Build a Good Fire
Ours was a poor boy scout troop. Few of us could afford a shirt, let alone a full uniform. Most of us got by with a red scout kerchief tied around our necks. What we did have were two Korean War veterans who made terrific scout masters and mentors.
Sam and Ray were two men with very young families of their own who gave up their time to teach us, not only scouting, but actual survival skills, self-reliance and courage. Life skills.
We learned everything by the book and beyond. They scheduled camping trips at least four times a year; one for each of the changing seasons. Sometimes they actually waited for a rainy day forecast. Then they took us camping in the mountains.
Every boy knew how to pitch a tent or lean-to, use an ax and thick bladed camping knife, or how to pack supplies and equipment into his backpack. We kept things light and dry as water, except when cooking and drinking, was the enemy.
Their entire philosophy was based on four very important words: Build a good fire! Winter, spring, summer, or fall, nothing provides comfort and confidence like a brilliant, warm, crackling fire. The kind you build with patience, using very small dry twigs stacked carefully to allow oxygen to reach the flame. Then add mid-sized branches, with medium and larger ones all collected in advance and cut into proper sizes. No need to search during the night for more fuel.
The fire would burn so hot that it began to crumble and fall into itself, creating a bed of glowing coals that turned from bright yellow-orange to a deep, dark red, with blue flames flickering about underneath.
Finally, it would change into a deep, dark black-red flame that would smolder and be there all through the night, ready to welcome you in the mists of morning, still warm and ready to burst into life with a few dry twigs tossed on top.
The smell of fresh brewed coffee and strips of thick bacon being fried on a flat stone or iron skillet, spread through the entire campsite, with pancake batter baked thick like a biscuit and eaten hot while warming your hands and fingers. Was anything ever so great as those smells and tastes?
On my first spring, cold rainy day camping trip, Sam and Ray just stood beside me watching as I used my knife to strip the wet bark from the twigs and small branches, and then whittle them into strips the size of toothpicks. It was my turn to build the cooking fire that everyone would be counting on. I ignored the cold numbness in my fingers and stacked the wood carefully before using the one barnburner match given to me to light the fire. I had all the other pre-cut branches stacked under the square tarp attached to the front of the tent; keeping off the rain. I held my breath, cupped my hands to block the wind, and struck the match. Instantly, the flame took hold, the fire burned. I would build it slowly; a good fire, strong enough now to burn through the wet bark of larger branches and ignite the dry wood underneath.
Whether we were tying knots, cooking on a spit, pitching a tent, or building a debris hut, Sam and Ray would teach us first, then assist us for a few times, and finally simply watch; let us fail and begin again until we got it right.

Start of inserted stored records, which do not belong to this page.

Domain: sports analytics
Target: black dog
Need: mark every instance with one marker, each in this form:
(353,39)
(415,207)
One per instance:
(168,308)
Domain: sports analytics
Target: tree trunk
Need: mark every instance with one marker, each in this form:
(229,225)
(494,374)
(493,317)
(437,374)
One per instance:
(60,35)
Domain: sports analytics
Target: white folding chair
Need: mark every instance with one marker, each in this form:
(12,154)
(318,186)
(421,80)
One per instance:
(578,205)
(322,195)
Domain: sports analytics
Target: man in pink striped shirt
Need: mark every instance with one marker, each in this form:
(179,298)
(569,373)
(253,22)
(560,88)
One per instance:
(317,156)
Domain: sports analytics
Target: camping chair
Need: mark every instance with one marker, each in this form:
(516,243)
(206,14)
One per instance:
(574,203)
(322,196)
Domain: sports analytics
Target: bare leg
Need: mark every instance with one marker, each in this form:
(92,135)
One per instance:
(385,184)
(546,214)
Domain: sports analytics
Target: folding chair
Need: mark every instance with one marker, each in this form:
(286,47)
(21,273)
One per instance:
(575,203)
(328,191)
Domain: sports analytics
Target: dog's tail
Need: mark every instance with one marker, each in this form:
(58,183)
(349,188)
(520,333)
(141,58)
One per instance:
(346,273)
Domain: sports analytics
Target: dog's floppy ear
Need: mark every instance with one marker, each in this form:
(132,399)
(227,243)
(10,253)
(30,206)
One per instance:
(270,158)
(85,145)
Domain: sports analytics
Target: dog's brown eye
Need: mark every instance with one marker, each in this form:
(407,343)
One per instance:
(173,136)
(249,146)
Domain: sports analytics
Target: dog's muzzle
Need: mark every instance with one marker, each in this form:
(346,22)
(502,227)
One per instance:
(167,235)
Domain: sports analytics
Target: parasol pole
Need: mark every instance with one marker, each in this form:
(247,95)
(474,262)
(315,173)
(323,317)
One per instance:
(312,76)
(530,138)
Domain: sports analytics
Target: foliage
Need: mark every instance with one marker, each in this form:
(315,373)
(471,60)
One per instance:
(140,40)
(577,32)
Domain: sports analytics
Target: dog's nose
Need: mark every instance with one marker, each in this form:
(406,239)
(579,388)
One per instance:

By the time we were teenagers and no longer scouts, small groups of us would go off into the mountains for days or weeks at a time in all kinds of weather. Nothing could replace that sense of freedom; of being connected to nature and answering only to her natural laws. The hardships were a challenge. They were fun!
Now that we were older we carried rifles or bows and arrows to hunt small game and always had a length of fishing line kept in reserve. During school days in our rural culture, it was not unusual to see the principal, shop teacher, and math teacher talking with a student in the school parking lot as he showed them his bolt-action 30.06 deer rifle with a 6x scope. No student or teacher was afraid or felt threated in any way. It was very different in the 1950’s.
My high school class graduated in 1960 and four weeks later, at the age of seventeen, I traveled to Fort Jackson, South Carolina for basic training in the United States Army.
Just prior to leaving I stopped by the neighborhood where Sam and Ray lived. They had mentored me since I was twelve years old and I wanted to say thank you and goodbye.
Since they lived on the same street, we talked in the living room of Ray’s house and laughed about old camping trips from my younger years. Then we shook hands and they wished me good luck.
As I started through the door Sam called out, “Ronnie, remember to always build a good fire.”
Ray laughed and added, “A really good fire.”
I knew exactly what they meant. It all came down to this one last lesson, one last bit of advice, one last moment in their lives and mine.
I smiled and said, “I will.” Then I closed the door.
And I did. The fire still smolders, dying down only to ignite again with the beginning of each new day. Sam and Ray taught me well. The fire burns strong.